1University Hospital Olomouc, I.P.Pavlova 6,77520 Olomouc, Czech Republic

2,8Faculty of Medicine, Palacky University Olomouc, Czech Republic

3Centre of Palacky University Olomouc, Czech Republic

4,7Department of Clinical Genetics, University Hospital Olomouc, I.P.Pavlova 6,77520 Olomouc, Czech Republic

5,6,9Centre of Assisted Reproduction, Boleslavova 2, Olomouc, Czech Republic


Volume 2014(2014), Article ID 884168, Obstetrics & Gynecology: An International Journal, 14 pages, DOI: 10.5171/2014.884168

Received date : 30 May 2014; Accepted date : 22 September 2014; Published date : 14 November 2014

Academic editor: Maria Szubert

Cite this Article as: Capkova Pavlina , Alena Santava, Milena Krskova, Katerina Adamova, Blazena Hladikova-Zborilova, Radka Nedomova, Ales Sobek, Vaclava Curtisova and Ishraq Dhaifalah (2014), " Low-Level Gonosomal Mosaic (LLGM) In Female Reproduction " Obstetrics & Gynecology: An International Journal, Vol. 2014 (2014), Article ID 884168, DOI: 10.5171/2014.884168

Copyright © 2014. Capkova Pavlina , Alena Santava, Milena Krskova, Katerina Adamova, Blazena Hladikova-Zborilova, Radka Nedomova, Ales Sobek, Vaclava Curtisova and Ishraq Dhaifalah. Distributed under Creative Commons CC-BY 3.0


Method: Cytogenetic and fluorescent in situ hybridization ( FISH )analyses on cultured and uncultured blood samples.

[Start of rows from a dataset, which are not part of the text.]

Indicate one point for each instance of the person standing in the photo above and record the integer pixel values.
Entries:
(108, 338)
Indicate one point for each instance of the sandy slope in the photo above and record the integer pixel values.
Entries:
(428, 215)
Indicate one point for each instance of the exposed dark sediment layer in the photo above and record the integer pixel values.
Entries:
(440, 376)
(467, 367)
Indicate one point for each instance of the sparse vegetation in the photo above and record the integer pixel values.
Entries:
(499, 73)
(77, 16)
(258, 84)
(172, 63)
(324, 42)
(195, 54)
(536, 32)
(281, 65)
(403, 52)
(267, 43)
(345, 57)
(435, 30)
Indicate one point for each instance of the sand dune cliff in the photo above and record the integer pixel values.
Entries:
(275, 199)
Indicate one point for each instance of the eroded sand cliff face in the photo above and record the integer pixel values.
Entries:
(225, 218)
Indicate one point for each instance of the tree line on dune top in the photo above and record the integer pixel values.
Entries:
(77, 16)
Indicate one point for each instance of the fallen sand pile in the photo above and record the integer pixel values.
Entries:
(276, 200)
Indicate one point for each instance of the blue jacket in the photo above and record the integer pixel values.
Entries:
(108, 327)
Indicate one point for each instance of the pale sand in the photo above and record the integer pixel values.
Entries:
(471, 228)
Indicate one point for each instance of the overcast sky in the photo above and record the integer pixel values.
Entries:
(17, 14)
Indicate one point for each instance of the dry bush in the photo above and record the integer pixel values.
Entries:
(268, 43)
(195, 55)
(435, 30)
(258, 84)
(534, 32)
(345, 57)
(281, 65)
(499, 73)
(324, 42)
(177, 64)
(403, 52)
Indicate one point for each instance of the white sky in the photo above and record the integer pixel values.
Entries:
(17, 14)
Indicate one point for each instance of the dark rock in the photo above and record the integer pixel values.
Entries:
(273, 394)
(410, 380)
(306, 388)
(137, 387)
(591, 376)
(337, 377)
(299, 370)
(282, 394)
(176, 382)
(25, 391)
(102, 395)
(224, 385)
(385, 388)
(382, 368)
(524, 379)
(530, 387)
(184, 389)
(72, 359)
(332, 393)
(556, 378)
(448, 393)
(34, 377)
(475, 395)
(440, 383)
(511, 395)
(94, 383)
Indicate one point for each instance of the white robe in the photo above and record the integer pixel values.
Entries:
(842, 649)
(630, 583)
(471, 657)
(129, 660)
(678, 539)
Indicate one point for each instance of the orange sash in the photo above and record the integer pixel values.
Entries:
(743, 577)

Results: There was no significant difference in the incidence of LLGM in patients from the tested group vs. control. The mean of X aneuploidy cells proportion was 2.2 % in the tested vs 1.2 % in control group by cytogenetic examination (p> 0.05). The frequency of X aneuploidy cells in tested group vs. control was significantly higher when the examination was performed by FISH: mean = 5,4 % in cultured and 6,4 % in uncultured samples vs. 3.9 % and 3.6 % resp. in the control (p<0.005). Conclusion: FISH provides more detailed assessment of X aneuploidy cell proportion in patients treated for infertility. Incidence of LLGM and frequency of X aneuploidy cells increases with age in females generally. Accelerated increase of X aneuploidy occurrence observed in the infertile group implies that the mitotic error occurs more frequently in females with reproductive failure. IVF outcomes did not differ between tested and control cohort. Our results show that the patients with LLGM show higher predisposition to recurrent miscarriage (P<0.05).

Keywords: infertility, low-level gonosomal mosaic, FISH, recurrent spontaneous abortions (RSA)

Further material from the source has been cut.